ブラックゴーストが特に執心だったのは当時の研究レベルでは未開の領域であった脳の研究である。

 

当時の医学では、脳の研究、シナプスなどの神経系の研究は進んでおらず、これらの分野においてはさまざまな憶測が飛び交っており、お世辞にも実証された研究が行われてはおらず、極めて間接的な実験や観察が行われていた。

 

最大の理由として、当時には磁気共鳴断層撮影装置、MRIのように生きた人間の脳をリアルタイムに解析できるだけの装置が存在せず、臨床的な実験を行うには生きた人間の脳そのものを解剖する以外に方法が無かった。

 

だが、ブラックゴーストはそうした倫理に囚われるような組織ではない。科学者達を世界中からスカウトした手段よりも、もっと単純な手段、拉致や人身売買などの手段により政情不安な国家、あるいは戦場などよりモルモットとされた人間をかき集め、彼らの生きた脳をそのまま実験に使うことで最先端の研究を行っていた。

 

「ブラックゴーストでは人間の脳、シナプスの研究として利用されるモデル生物であるヤリイカが存在しなかった。当時の研究者はヤリイカを使うことでシナプスの研究を行っていたが、私はこれだけの技術を持ったブラックゴーストが何故ヤリイカを使わないのか疑問に思ったことがある。

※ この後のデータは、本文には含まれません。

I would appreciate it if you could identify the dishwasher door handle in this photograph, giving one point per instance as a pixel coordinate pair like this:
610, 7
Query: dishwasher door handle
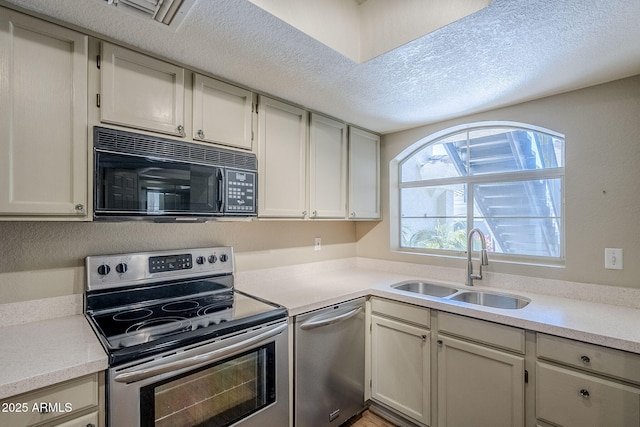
324, 322
160, 368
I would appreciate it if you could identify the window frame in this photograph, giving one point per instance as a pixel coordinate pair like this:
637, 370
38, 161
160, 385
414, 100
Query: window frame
396, 185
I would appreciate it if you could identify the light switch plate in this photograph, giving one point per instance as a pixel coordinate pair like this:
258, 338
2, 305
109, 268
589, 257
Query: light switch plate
613, 258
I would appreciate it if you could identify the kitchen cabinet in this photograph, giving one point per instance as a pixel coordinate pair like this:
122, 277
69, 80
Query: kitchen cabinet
282, 154
480, 373
141, 92
400, 358
327, 168
222, 113
74, 403
580, 384
364, 174
43, 119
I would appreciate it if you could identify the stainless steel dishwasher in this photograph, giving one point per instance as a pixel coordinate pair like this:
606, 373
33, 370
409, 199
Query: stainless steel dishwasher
329, 364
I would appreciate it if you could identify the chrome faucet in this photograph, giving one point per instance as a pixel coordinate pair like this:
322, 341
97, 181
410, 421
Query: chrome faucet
484, 258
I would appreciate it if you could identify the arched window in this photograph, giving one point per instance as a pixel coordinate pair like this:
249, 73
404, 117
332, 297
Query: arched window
505, 178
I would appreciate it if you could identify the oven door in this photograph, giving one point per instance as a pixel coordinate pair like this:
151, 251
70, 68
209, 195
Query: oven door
130, 185
238, 380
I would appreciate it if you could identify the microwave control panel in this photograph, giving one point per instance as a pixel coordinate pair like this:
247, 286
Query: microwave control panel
241, 192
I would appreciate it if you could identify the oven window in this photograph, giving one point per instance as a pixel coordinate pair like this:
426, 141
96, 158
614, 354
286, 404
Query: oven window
214, 396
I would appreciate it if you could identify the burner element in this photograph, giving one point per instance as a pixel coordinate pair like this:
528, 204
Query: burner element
178, 306
131, 315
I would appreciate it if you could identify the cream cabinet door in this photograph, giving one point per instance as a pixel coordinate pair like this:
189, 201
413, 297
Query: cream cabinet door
221, 113
141, 92
400, 372
478, 386
43, 118
327, 168
364, 175
573, 399
282, 131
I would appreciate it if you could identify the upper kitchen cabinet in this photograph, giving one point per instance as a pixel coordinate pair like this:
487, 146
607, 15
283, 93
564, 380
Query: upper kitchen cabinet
364, 175
327, 168
141, 92
221, 113
282, 132
43, 119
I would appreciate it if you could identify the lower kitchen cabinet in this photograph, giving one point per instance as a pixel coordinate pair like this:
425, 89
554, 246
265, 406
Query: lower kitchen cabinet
481, 373
400, 358
580, 384
73, 403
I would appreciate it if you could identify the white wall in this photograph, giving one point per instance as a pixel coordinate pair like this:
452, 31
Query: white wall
601, 125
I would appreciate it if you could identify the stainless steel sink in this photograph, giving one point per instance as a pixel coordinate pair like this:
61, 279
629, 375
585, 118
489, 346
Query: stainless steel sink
425, 288
491, 300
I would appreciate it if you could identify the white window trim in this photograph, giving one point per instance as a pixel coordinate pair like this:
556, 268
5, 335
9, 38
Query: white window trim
394, 196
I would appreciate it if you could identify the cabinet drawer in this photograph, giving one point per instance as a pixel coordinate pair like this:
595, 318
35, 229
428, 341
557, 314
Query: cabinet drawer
479, 330
399, 310
591, 357
50, 403
570, 398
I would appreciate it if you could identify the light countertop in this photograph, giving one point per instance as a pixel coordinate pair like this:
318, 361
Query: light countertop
609, 325
46, 352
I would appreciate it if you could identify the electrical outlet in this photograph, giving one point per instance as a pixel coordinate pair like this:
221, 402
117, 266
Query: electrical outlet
613, 258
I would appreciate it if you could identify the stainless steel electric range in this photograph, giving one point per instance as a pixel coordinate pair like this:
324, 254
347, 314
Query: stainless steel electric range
185, 347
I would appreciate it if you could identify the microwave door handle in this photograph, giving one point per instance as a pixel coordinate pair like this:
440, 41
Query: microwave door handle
162, 368
220, 200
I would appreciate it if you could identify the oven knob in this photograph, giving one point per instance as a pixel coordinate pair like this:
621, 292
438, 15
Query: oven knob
103, 269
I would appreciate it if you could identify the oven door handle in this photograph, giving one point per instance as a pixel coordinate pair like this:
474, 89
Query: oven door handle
162, 368
324, 322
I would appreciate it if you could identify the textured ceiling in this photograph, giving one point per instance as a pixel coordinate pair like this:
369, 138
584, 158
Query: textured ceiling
512, 51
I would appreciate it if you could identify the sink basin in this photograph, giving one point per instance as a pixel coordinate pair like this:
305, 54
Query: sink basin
491, 300
425, 288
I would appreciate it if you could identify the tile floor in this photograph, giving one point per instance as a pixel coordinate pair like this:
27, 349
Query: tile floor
369, 419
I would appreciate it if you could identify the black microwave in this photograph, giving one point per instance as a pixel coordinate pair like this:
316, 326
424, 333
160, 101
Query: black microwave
144, 177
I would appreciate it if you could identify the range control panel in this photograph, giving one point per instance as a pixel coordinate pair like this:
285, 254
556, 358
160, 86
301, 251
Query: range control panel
108, 271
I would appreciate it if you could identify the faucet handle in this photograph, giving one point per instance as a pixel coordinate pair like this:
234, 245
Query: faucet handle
484, 257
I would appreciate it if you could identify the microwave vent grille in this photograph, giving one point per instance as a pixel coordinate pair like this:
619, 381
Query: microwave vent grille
145, 145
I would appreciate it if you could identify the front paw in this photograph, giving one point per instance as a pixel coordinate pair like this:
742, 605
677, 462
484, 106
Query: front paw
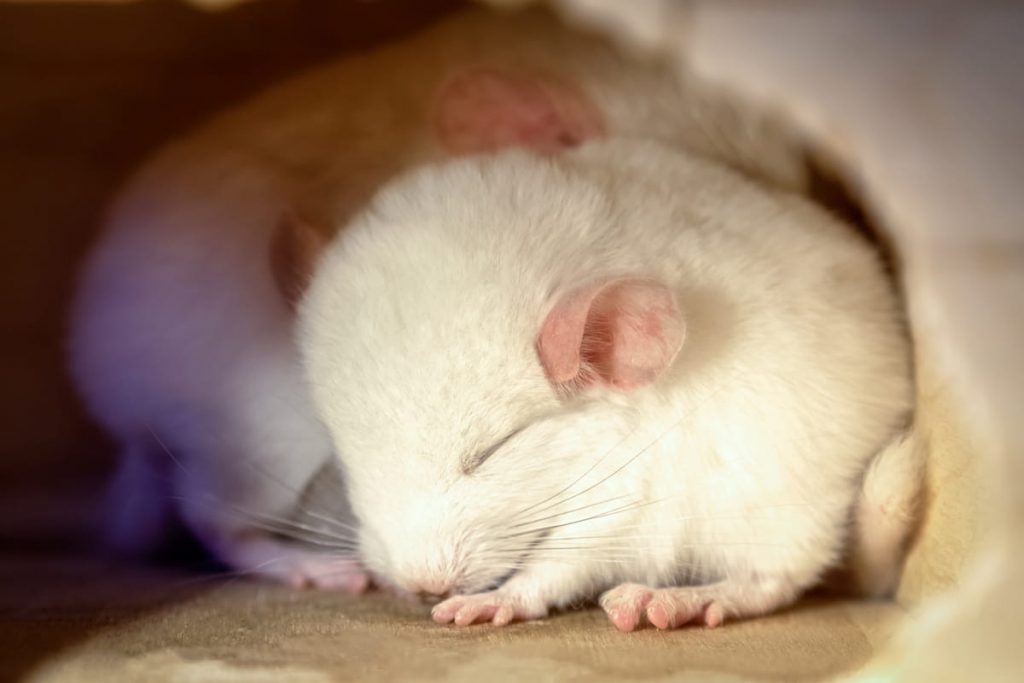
497, 607
630, 604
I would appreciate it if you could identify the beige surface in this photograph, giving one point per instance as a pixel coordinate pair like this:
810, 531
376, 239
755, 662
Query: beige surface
81, 622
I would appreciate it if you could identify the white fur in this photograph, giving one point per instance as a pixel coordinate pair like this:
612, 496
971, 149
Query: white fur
180, 344
738, 468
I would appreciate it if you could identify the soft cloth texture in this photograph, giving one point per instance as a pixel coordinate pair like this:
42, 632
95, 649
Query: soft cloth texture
85, 622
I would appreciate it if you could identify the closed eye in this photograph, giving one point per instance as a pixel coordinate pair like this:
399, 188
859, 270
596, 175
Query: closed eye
482, 456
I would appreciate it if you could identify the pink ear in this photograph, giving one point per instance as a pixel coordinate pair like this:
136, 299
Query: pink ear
293, 251
483, 110
623, 333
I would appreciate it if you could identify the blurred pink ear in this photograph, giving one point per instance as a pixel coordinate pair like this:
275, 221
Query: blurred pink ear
483, 110
294, 249
622, 333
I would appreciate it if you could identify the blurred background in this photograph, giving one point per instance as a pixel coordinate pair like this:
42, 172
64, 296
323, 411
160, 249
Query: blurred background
87, 91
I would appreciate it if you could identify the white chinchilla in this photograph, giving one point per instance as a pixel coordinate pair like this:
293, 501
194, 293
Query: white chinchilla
622, 369
180, 342
597, 358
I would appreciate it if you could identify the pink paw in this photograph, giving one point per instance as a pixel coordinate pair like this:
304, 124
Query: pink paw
495, 607
629, 604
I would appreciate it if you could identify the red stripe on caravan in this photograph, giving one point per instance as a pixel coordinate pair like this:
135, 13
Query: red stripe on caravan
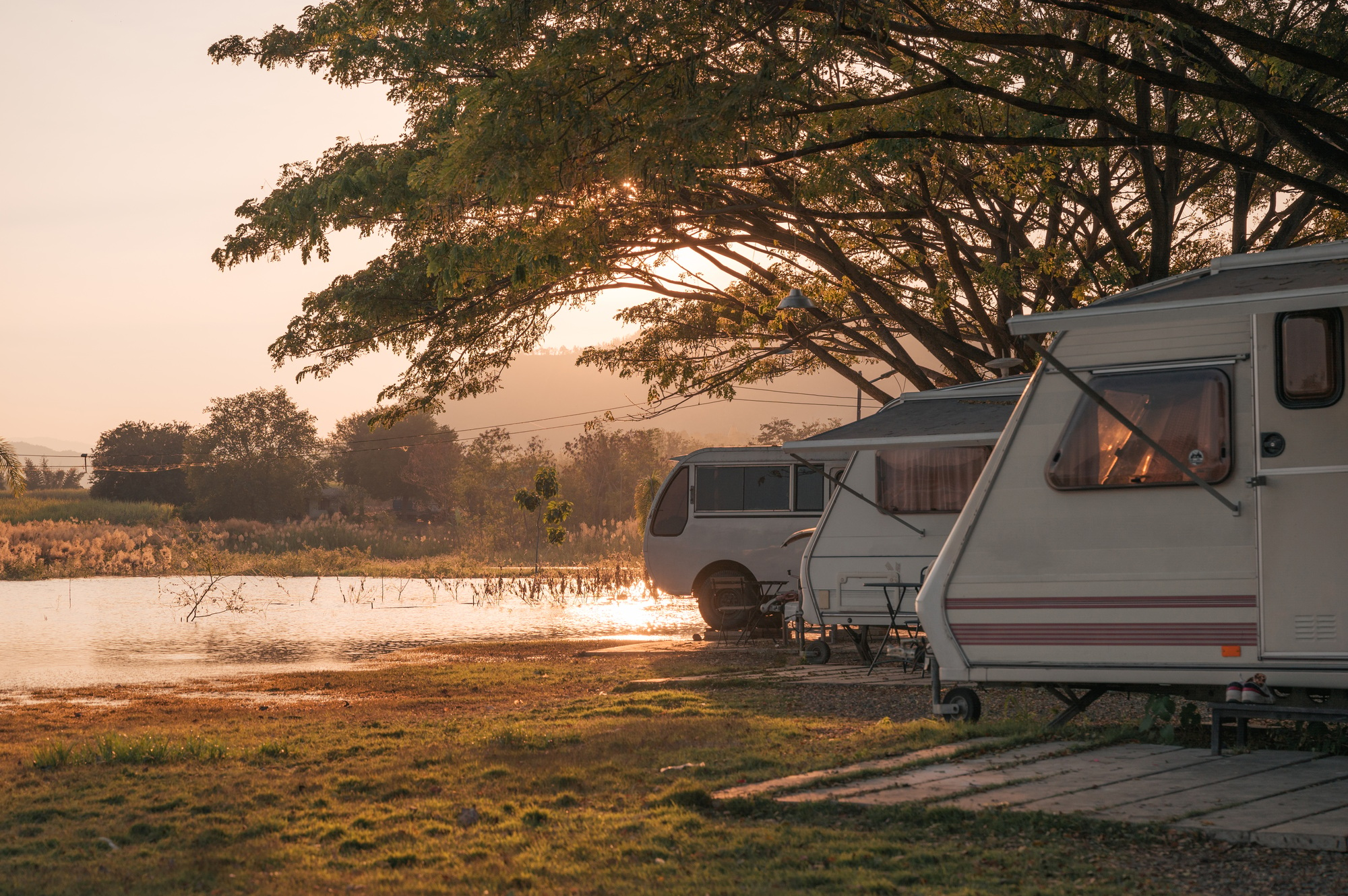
1106, 634
1091, 603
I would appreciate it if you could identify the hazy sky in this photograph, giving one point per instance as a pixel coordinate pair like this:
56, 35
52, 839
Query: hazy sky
126, 153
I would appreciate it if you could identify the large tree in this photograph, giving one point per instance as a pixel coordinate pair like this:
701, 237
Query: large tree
923, 173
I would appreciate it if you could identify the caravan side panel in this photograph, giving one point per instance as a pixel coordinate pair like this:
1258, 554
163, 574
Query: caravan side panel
1107, 579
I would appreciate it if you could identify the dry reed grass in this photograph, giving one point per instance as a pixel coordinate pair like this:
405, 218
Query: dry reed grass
64, 548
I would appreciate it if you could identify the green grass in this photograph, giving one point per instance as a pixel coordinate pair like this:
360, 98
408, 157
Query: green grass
76, 505
369, 790
133, 751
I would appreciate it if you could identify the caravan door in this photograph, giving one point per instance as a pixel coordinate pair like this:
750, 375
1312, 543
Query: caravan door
1303, 468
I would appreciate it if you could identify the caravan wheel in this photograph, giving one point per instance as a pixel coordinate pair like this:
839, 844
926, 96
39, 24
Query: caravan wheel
818, 653
969, 707
727, 598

だが、それを必要としないのは当然だろう。ヤリイカなどよりもよっぽど研究を行うにふさわしい材料が豊富にあるのだから」

 

それまでどこか懐かしげに語っていたギルモア博士は、表情を曇らせながらそう呟いていた。

 

だが彼らがこうした研究を行っていく中で徐々にブラックゴーストでは脳に対するアプローチ、脳の研究成果において、現在の科学水準よりも上を行っていたことが確認出来ている。

 

そうした仮定の中で、ブラックゴーストは脳研究を行い、超能力兵士を育成するべく一人の男をスカウトした。

 

00ナンバーサイボーグ、001ことイワン・ウイスキー氏の父親であり、当時の脳医学の権威とまで言われたガモ・ウイスキー教授である。

 

そして彼は従来の人間とは違う突然変異体、すなわちミュータントを生み出すことを提唱したのであった。